Mostly in reply to CB.

>>CB: Calling it bizarre is bizarre, with your grunts and snorts version
of early human communication. You are out of your gourd. Were they
cavemen , too. You read too many cartoons.

Of course , the wheelwright uses stories to teach how to build a wheel. Duh.<<

Actually these are early theories of how languages were developed.
It's pretty standard stuff, typically cited in linguistics texts and
dismissed in the same sentence.

>>Carrol's vulgar materialist image of wheelwrights as only workers of
the hand, and not of the brain, talking to their apprentices,  showing
them how to make wheels by dumb-speechless gestures and mime, silent
imitation, leads to stupid versions of workers as mindless bodies
performing like robots.<<

The point is symboling can't transcend across generations unless real
humans live in bodies and have in-body experiences, learning, working,
working together.

>>The hands-on experience that humans get is "mediated" by language.
Language is interaction with dead ancestors.  With language, there is
always a "third person" ,an ancestor, involved in the conversation.<<

First and foremost, it is interaction with living relatives and kin members.
Also, languages change over time, your cross-generational process of
symbolling apparently does not.

>>The language is filled with symbols which are signs-symbols with an
arbitrary relationship between the signifiers and the signified.
The word for "tuber" in any of these languages has an arbitrary
relationship to what it refers to.<<

But that doesn't explain the origins of a language's vocabulary, which
might well have started as a mix of the motivated and the arbitrary
(with arbitrary always hemmed in by what is possible).

>>CB: Are you saying when they first learned to do it, the Sgt. did not
say a word to them in teaching them how to do it ?  With manuals, you
are talking about a period after _writing_ has been invented, not
language.  Could they _make_  from scratch a Browning automatic weapon
without any language mediating ? Why try try to makeout that language
doesn't mediate almost all of human processes since language began<<

It's redundant and not illuminating to say language is symbolic or
that language mediates language use.
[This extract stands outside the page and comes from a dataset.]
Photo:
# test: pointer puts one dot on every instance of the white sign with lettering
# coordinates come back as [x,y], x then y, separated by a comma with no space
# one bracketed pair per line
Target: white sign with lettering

Could the current space program
in the US, if given all the money in the world, reproduce the Apollow
lunar missions? No. What has changed is the collective know-how and
wherewithal of the living generations.

The M2 is remarkable in that it is still being manufactured and/or
re-built to spec. The US military never abandoned that design. Still,
it only gets made or re-built because there is a group of living human
beings who know how to make it.

>>When we get to Moses, there is early writing in ...uh stone , on tablets.<<

Actually most likely not, but are you really trying to refer to
cuneiform incised in clay?

>>CB: Here's a minimal pair : beige/base.   the zh/ s binary opposition
voiced/unvoiced distinguish the meaning between these two words.<<

That would be a contrast of more than one feature. zh is voiced,
continuous, fricative. It's closest voiceless counterpart is sh, as in
rash, bash, etc.
zh is typically an voiced, alveo-palatal fricative. The s of 'base' would be
described as an unvoiced, alveolar fricative. Also, the internal vowel
nucleus of 'base' would differ both qualitatively and quantitatively
from the internal vowel nucleus of 'beige'. Or, in different terms of
analysis, you could say that the nuclear diphthong transitions to
voiceless in 'base' while the nuclear diphthong of 'beige' doesn't.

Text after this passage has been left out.